I hadn’t realized how deeply intertwined my self-worth and my career were. It took time to unpick why work had become such a big part of my identity, and what I really wanted and needed out of my career. How I valued myself no longer relied on how much I earned, my job, or any career-based achievements since my career was on pause, and I had no salary. Where earning my keep and making money was once a point of pride, I soon realized that I still exist without my job, that I have value without working hard or earning a big salary. It’s difficult not to compare yourself to other people, but I have to define success for myself, and not let others do it for me. When I admired women with things I didn’t have, I told myself I was lazy and needed to work harder – but I realized I didn’t even want what they have. I wanted to feel valued and to do that I needed to value what I already had. 

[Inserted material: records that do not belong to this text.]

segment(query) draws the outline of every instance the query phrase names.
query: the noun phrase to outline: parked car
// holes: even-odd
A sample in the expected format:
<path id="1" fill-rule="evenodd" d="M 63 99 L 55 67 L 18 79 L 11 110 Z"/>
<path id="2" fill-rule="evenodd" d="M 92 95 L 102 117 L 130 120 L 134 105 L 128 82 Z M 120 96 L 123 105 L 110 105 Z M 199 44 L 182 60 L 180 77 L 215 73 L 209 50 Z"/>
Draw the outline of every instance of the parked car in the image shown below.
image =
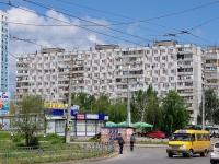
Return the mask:
<path id="1" fill-rule="evenodd" d="M 171 132 L 171 131 L 165 131 L 165 138 L 166 138 L 166 139 L 172 139 L 172 138 L 173 138 L 173 132 Z"/>
<path id="2" fill-rule="evenodd" d="M 219 141 L 216 142 L 210 150 L 210 163 L 211 164 L 217 164 L 219 163 Z"/>
<path id="3" fill-rule="evenodd" d="M 148 132 L 146 134 L 146 137 L 148 138 L 159 138 L 159 139 L 164 139 L 165 138 L 165 133 L 163 133 L 162 131 L 152 131 L 152 132 Z"/>

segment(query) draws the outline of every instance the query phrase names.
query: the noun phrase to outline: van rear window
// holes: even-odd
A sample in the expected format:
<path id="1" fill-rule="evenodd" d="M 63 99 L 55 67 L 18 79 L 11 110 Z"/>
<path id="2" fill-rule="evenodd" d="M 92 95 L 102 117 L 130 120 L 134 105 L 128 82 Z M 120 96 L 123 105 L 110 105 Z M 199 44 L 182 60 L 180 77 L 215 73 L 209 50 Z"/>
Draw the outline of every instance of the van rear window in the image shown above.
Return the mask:
<path id="1" fill-rule="evenodd" d="M 215 148 L 219 148 L 219 143 L 216 143 L 216 144 L 215 144 Z"/>

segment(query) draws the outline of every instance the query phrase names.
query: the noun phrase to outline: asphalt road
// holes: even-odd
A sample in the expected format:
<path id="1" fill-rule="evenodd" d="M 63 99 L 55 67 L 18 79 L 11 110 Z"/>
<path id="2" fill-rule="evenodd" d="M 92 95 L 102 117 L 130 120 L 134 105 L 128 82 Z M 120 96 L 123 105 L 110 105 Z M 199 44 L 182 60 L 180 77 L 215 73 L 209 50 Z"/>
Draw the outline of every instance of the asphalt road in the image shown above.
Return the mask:
<path id="1" fill-rule="evenodd" d="M 116 147 L 118 150 L 118 147 Z M 84 162 L 83 164 L 209 164 L 209 155 L 207 157 L 200 157 L 194 155 L 194 157 L 183 157 L 181 155 L 169 159 L 165 152 L 165 148 L 135 148 L 134 152 L 129 151 L 129 147 L 124 148 L 124 154 L 118 154 L 112 159 L 96 162 Z"/>

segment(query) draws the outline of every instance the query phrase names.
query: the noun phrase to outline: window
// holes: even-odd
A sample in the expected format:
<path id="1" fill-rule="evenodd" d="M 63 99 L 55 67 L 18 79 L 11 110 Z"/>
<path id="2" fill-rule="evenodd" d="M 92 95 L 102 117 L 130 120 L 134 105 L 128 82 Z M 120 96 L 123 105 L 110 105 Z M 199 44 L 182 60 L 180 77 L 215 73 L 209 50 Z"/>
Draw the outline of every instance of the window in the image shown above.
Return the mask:
<path id="1" fill-rule="evenodd" d="M 85 120 L 77 120 L 77 131 L 85 132 Z"/>
<path id="2" fill-rule="evenodd" d="M 87 131 L 95 132 L 95 120 L 87 120 Z"/>
<path id="3" fill-rule="evenodd" d="M 65 132 L 66 120 L 56 120 L 56 132 Z"/>
<path id="4" fill-rule="evenodd" d="M 197 137 L 197 141 L 203 141 L 203 136 L 200 133 L 197 133 L 196 137 Z"/>
<path id="5" fill-rule="evenodd" d="M 162 80 L 165 81 L 165 77 L 162 77 Z"/>

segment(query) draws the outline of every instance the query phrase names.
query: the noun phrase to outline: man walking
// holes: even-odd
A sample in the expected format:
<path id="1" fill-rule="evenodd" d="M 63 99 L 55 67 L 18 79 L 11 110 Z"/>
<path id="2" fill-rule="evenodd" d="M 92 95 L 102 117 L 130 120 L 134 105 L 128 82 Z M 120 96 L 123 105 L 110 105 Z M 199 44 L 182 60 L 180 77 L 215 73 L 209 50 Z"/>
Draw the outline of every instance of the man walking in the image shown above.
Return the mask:
<path id="1" fill-rule="evenodd" d="M 130 136 L 130 151 L 134 151 L 134 143 L 136 142 L 136 138 L 134 136 L 134 133 Z"/>
<path id="2" fill-rule="evenodd" d="M 120 133 L 118 133 L 118 138 L 117 139 L 118 139 L 118 144 L 119 144 L 119 154 L 123 154 L 123 145 L 124 145 L 125 141 L 124 141 L 124 139 L 123 139 Z"/>
<path id="3" fill-rule="evenodd" d="M 11 140 L 13 140 L 13 132 L 11 131 Z"/>

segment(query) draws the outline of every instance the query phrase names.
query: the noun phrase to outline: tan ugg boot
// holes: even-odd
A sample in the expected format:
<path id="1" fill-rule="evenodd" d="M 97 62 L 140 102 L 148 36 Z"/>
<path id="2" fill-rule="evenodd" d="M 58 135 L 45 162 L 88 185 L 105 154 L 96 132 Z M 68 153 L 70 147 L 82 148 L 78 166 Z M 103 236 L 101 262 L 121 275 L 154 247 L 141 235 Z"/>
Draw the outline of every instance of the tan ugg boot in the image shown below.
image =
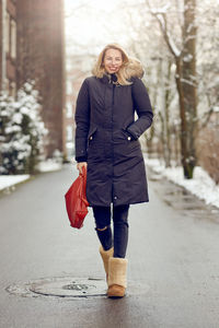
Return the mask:
<path id="1" fill-rule="evenodd" d="M 123 297 L 127 288 L 127 259 L 111 257 L 108 260 L 108 297 Z"/>
<path id="2" fill-rule="evenodd" d="M 108 259 L 113 256 L 114 248 L 110 248 L 108 250 L 104 250 L 103 247 L 100 247 L 100 254 L 103 260 L 104 269 L 106 272 L 106 281 L 108 280 Z"/>

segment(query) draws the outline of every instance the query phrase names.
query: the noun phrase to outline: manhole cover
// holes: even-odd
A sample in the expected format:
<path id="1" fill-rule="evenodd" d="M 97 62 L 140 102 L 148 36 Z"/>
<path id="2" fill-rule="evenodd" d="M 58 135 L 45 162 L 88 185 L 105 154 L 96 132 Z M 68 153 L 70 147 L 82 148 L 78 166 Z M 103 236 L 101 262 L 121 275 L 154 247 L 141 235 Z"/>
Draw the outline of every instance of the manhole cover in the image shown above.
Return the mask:
<path id="1" fill-rule="evenodd" d="M 46 282 L 35 282 L 30 290 L 46 296 L 100 296 L 106 293 L 106 282 L 101 279 L 60 278 Z"/>
<path id="2" fill-rule="evenodd" d="M 7 288 L 11 294 L 21 296 L 89 297 L 105 296 L 106 282 L 99 278 L 58 277 L 38 279 Z"/>
<path id="3" fill-rule="evenodd" d="M 99 278 L 72 278 L 56 277 L 43 278 L 27 283 L 14 283 L 5 290 L 10 294 L 23 297 L 62 297 L 66 300 L 79 297 L 103 297 L 106 296 L 106 281 Z M 126 295 L 145 294 L 149 290 L 147 283 L 128 281 Z"/>

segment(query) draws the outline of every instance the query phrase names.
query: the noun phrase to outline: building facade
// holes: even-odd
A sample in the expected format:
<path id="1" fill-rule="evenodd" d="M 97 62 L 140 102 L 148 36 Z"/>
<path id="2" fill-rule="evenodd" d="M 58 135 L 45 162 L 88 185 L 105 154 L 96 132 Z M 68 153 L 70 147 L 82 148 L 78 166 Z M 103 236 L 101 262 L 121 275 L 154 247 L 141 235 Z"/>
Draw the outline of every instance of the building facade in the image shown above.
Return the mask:
<path id="1" fill-rule="evenodd" d="M 16 1 L 0 2 L 0 85 L 11 96 L 16 93 Z"/>
<path id="2" fill-rule="evenodd" d="M 50 157 L 64 151 L 64 0 L 0 0 L 0 89 L 15 96 L 35 82 Z"/>

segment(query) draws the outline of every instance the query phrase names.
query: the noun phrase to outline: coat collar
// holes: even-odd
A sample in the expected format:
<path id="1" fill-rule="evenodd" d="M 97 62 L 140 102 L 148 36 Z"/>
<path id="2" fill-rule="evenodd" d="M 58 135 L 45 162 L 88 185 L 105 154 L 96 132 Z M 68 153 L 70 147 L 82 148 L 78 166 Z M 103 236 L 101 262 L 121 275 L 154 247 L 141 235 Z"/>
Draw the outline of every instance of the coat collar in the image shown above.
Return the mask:
<path id="1" fill-rule="evenodd" d="M 102 82 L 105 83 L 105 84 L 120 85 L 120 84 L 117 82 L 117 77 L 116 77 L 116 74 L 107 74 L 107 73 L 105 73 L 101 80 L 102 80 Z"/>

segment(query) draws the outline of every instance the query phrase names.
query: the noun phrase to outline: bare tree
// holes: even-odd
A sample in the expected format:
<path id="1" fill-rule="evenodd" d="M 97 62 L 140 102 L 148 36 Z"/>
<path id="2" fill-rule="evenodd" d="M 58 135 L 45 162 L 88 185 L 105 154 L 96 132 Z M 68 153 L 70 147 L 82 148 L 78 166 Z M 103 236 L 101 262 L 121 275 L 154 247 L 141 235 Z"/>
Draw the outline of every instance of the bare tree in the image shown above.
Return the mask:
<path id="1" fill-rule="evenodd" d="M 175 82 L 180 101 L 181 117 L 181 156 L 185 178 L 193 178 L 197 162 L 195 139 L 197 132 L 197 83 L 196 83 L 196 0 L 184 0 L 183 19 L 178 20 L 181 30 L 181 48 L 176 47 L 169 28 L 166 5 L 154 9 L 150 1 L 147 4 L 155 17 L 162 32 L 168 49 L 175 65 Z M 181 25 L 182 22 L 182 25 Z"/>

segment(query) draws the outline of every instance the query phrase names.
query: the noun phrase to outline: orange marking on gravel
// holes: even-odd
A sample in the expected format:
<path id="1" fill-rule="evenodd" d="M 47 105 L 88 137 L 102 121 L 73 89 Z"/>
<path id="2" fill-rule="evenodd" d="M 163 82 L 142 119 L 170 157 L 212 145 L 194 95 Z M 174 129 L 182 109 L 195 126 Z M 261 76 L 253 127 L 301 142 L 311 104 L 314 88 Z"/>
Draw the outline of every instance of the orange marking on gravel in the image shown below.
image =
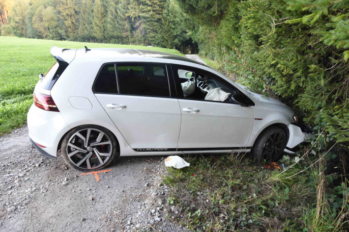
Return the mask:
<path id="1" fill-rule="evenodd" d="M 94 177 L 96 178 L 96 181 L 97 182 L 98 182 L 99 181 L 99 178 L 98 178 L 98 175 L 97 173 L 100 173 L 101 172 L 110 172 L 112 171 L 111 169 L 109 169 L 109 170 L 102 170 L 102 171 L 97 171 L 97 172 L 94 171 L 94 172 L 88 172 L 87 173 L 82 173 L 80 174 L 81 176 L 84 176 L 85 175 L 88 175 L 88 174 L 94 174 Z"/>

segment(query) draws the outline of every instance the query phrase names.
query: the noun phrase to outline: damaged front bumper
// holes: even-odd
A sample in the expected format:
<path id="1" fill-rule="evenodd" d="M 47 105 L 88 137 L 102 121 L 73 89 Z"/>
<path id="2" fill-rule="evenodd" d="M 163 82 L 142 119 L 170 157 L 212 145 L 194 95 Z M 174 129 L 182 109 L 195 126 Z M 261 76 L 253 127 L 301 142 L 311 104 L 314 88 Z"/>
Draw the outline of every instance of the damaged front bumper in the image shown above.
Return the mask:
<path id="1" fill-rule="evenodd" d="M 285 152 L 288 153 L 294 153 L 297 145 L 304 142 L 310 142 L 314 138 L 313 130 L 304 124 L 289 124 L 287 127 L 290 134 Z"/>

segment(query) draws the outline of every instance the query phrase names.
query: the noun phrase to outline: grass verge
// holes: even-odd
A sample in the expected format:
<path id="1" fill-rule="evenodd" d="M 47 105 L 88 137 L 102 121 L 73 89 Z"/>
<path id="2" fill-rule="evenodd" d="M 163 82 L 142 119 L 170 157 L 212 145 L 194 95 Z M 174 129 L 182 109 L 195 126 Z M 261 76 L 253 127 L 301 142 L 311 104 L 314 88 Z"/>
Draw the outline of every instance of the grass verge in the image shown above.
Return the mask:
<path id="1" fill-rule="evenodd" d="M 161 48 L 0 36 L 0 135 L 26 122 L 38 75 L 45 73 L 55 61 L 49 52 L 54 46 L 135 48 L 183 55 L 176 50 Z"/>
<path id="2" fill-rule="evenodd" d="M 202 55 L 199 55 L 199 56 L 203 60 L 205 61 L 206 64 L 210 68 L 217 71 L 219 71 L 221 69 L 222 66 L 214 60 L 212 60 Z"/>
<path id="3" fill-rule="evenodd" d="M 243 156 L 188 156 L 190 167 L 168 168 L 163 178 L 172 187 L 168 202 L 184 214 L 175 220 L 198 232 L 345 231 L 345 220 L 326 211 L 331 205 L 325 204 L 324 187 L 319 189 L 321 171 L 298 173 L 305 161 L 288 156 L 282 162 L 294 165 L 286 170 L 263 168 Z"/>

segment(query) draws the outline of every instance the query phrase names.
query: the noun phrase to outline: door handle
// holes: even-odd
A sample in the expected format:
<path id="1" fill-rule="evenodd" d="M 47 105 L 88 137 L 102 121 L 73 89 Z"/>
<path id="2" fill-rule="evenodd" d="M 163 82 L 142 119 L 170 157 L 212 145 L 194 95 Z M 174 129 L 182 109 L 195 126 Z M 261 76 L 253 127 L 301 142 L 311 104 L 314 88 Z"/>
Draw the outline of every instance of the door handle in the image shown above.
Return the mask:
<path id="1" fill-rule="evenodd" d="M 197 113 L 200 112 L 200 110 L 198 109 L 193 109 L 192 108 L 183 108 L 183 111 L 185 112 L 188 112 L 189 113 Z"/>
<path id="2" fill-rule="evenodd" d="M 107 104 L 107 107 L 108 108 L 113 108 L 116 109 L 123 109 L 126 108 L 126 105 L 122 104 L 115 104 L 114 103 Z"/>

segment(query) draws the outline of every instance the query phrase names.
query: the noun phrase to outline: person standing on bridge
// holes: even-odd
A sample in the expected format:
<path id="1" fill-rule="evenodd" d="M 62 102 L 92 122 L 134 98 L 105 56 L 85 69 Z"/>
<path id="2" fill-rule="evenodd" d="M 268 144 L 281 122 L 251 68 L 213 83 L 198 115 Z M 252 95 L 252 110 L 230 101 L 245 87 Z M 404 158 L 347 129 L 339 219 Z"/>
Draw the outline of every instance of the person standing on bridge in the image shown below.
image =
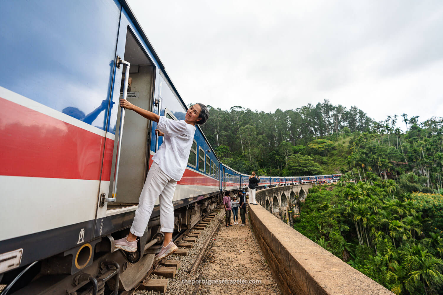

Just as I neared the end of my to-do list (and my emergency fund started to run out), I was headhunted for a great, well-paid job. It was a lucky break I’m grateful for, but at first, I wasn’t sure I wanted the job. Previously, I’d gone into job interviews nervous and insecure, but this time I was more confident and a lot of that was thanks to my downtime and my year out of employment. 

My relationship with money

What I thought would be a six-month reprieve from full-time employment ended up being over a year because of a strict lockdown and a UK-wide recession. I didn’t realize how burnt out I was or how much of a toll the pandemic would take on my mental health. As much as I reduced my outgoings, it was galling to have no income. It’s psychologically draining watching the only money you have slowly disappear from your bank account. Yes, I had a safety net in my partner and parents, but it’s hard not to feel like a failure when you prize your independence.

“It’s hard not to feel like a failure when you prize your independence.”

Living off my emergency fund has changed my relationship with money. I’m more mindful with what I buy, and I try to enjoy spending as it feels like a luxury. I viewed the money as an investment in myself, but also realized how important it was to my pride to earn. I also found I wasn’t prepared for how isolating and helpless I felt without a steady income, and in my weaker moments, how resentful I felt. We’re encouraged to save for an emergency fund, but once we have a safety net, we don’t talk enough about actually using it to invest in ourselves or something else. 

In the end…

I’m grateful for the way things have turned out, and don’t want to punish myself with thoughts of how I could have managed my time or money better. I did what I could in an unprecedented and difficult situation. My manuscript is currently doing the rounds with editors (keep your fingers crossed for me) and my final MBA project is due in December – which means I’ll finally graduate in January 2023. As of today, I’m currently building up my next emergency fund. 

Using up my emergency fund also helped improve my confidence a lot (not that it was always smooth sailing). You save your emergency fund for a reason. And mine has certainly paid off.